According to social commerce and recommendations specialist nToklo, using user-generated content and recommendations on an ecommerce website could account for up to a 27 percent uplift in sales. With industry body IMRG reporting that online retail spend for 2011 was £68.2 billion in the UK, it can be argued that retailers missed out on an estimated £9 billion of additional revenue last year.
Retailers certainly appear to appreciate the importance of social media. But while more than 90 percent of respondents to a recent nToklo survey said they had a presence on Facebook and Twitter, at least a third of retailers didn’t use the integration technology the platforms can offer, such as Facebook Connect.
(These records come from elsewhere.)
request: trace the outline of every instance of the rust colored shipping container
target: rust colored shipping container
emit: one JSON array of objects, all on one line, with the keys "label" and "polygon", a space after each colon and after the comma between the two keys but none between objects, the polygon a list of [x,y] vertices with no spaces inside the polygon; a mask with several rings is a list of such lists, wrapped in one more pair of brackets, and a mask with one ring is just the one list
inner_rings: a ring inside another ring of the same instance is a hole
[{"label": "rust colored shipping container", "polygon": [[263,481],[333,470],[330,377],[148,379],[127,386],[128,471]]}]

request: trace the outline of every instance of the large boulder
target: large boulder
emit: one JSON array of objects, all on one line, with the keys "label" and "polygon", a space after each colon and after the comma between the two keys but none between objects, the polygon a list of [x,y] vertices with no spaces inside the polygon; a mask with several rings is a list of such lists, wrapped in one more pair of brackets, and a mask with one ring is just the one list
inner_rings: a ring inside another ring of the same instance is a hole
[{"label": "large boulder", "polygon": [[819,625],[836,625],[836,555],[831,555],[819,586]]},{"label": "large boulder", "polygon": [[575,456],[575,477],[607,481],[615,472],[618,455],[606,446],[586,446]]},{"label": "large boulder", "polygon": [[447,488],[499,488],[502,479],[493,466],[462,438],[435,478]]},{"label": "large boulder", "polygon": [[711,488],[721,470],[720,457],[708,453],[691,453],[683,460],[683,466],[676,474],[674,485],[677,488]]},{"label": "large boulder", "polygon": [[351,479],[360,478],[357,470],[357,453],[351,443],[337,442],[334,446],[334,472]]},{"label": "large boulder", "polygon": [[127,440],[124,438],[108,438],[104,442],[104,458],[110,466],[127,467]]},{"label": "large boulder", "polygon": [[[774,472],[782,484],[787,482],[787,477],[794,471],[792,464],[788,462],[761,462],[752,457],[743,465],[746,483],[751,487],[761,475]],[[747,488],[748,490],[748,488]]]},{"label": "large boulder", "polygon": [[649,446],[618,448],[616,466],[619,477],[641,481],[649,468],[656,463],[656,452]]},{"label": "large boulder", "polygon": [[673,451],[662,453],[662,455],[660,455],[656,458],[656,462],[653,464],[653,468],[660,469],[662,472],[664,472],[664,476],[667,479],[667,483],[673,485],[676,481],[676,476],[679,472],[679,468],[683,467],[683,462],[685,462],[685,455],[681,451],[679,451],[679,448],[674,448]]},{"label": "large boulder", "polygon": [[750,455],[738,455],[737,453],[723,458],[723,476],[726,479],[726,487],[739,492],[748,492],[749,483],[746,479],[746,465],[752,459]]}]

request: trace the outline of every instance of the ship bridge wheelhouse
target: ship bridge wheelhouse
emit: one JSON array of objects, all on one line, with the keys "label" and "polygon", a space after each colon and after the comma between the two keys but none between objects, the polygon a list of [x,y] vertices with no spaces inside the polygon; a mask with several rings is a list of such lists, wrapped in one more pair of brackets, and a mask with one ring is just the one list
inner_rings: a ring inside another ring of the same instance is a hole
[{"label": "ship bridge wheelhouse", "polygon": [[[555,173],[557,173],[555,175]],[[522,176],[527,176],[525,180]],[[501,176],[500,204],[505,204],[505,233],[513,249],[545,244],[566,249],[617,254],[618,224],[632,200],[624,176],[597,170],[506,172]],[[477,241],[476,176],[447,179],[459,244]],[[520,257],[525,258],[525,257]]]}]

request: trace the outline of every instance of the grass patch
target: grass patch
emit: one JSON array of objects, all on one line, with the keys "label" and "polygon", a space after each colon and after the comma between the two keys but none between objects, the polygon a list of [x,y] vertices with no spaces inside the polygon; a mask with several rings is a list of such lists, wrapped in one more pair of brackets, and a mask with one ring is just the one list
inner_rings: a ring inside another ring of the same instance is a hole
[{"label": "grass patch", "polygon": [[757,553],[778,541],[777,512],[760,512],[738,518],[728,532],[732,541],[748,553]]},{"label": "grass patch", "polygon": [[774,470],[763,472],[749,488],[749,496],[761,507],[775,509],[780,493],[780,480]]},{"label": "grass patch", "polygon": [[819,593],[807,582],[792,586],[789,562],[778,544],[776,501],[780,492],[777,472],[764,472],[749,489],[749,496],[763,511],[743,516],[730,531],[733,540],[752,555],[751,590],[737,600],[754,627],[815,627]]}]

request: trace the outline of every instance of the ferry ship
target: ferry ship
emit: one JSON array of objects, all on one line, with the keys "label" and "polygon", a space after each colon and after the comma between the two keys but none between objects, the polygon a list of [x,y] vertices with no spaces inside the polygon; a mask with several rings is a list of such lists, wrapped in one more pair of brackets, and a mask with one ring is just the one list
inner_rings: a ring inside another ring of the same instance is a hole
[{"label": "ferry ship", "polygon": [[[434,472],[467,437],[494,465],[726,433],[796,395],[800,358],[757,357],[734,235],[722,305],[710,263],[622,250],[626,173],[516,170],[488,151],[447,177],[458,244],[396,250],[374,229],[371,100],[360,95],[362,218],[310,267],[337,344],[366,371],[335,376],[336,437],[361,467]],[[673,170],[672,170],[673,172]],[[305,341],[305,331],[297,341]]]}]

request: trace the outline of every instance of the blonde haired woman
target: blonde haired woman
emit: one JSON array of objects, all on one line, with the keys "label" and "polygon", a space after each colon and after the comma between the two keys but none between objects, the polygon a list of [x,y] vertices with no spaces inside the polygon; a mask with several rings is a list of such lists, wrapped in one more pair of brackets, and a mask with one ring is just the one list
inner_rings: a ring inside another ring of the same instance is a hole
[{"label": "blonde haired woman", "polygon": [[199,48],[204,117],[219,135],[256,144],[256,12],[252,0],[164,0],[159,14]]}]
With these results in mind, nToklo produced a white paper to help online retailers refine their social commerce strategy. Here’s a quick summary of its top tips.
1. Be engaging
Allowing users to have a relationship with the retailer builds user engagement on-site, says nToklo. This can be achieved by:
• Allowing users to ask questions about products, whether in-store, through expert opinion, or online with real-time Q&A pages
• Accepting ratings and reviews from customers, whether good or bad
• Allowing users to be notified about topics and products of interest by “following” a topic of interest, for example
• Providing simple channels for user suggestions-effectively an online suggestion box
2. Be sharing
As important as it is to encourage customers to post their opinions on your site, it’s equally important to allow them to voice this opinion elsewhere. Allowing consumers the ability to share reviews and recommend products to other users, whether this is onsite or via other social networks, means consumers are able to become advocates for your brand in the social sphere. Most easily you can do this by adding Facebook’s Like and Pinterest’s Pin-it, as well as Twitter and Google+ buttons on your product pages.
3. Be sociable
Finally, to have a successful s-commerce strategy, you must be willing to be sociable; either engaging directly with consumers through social platforms or simply being open and transparent about issues that arise.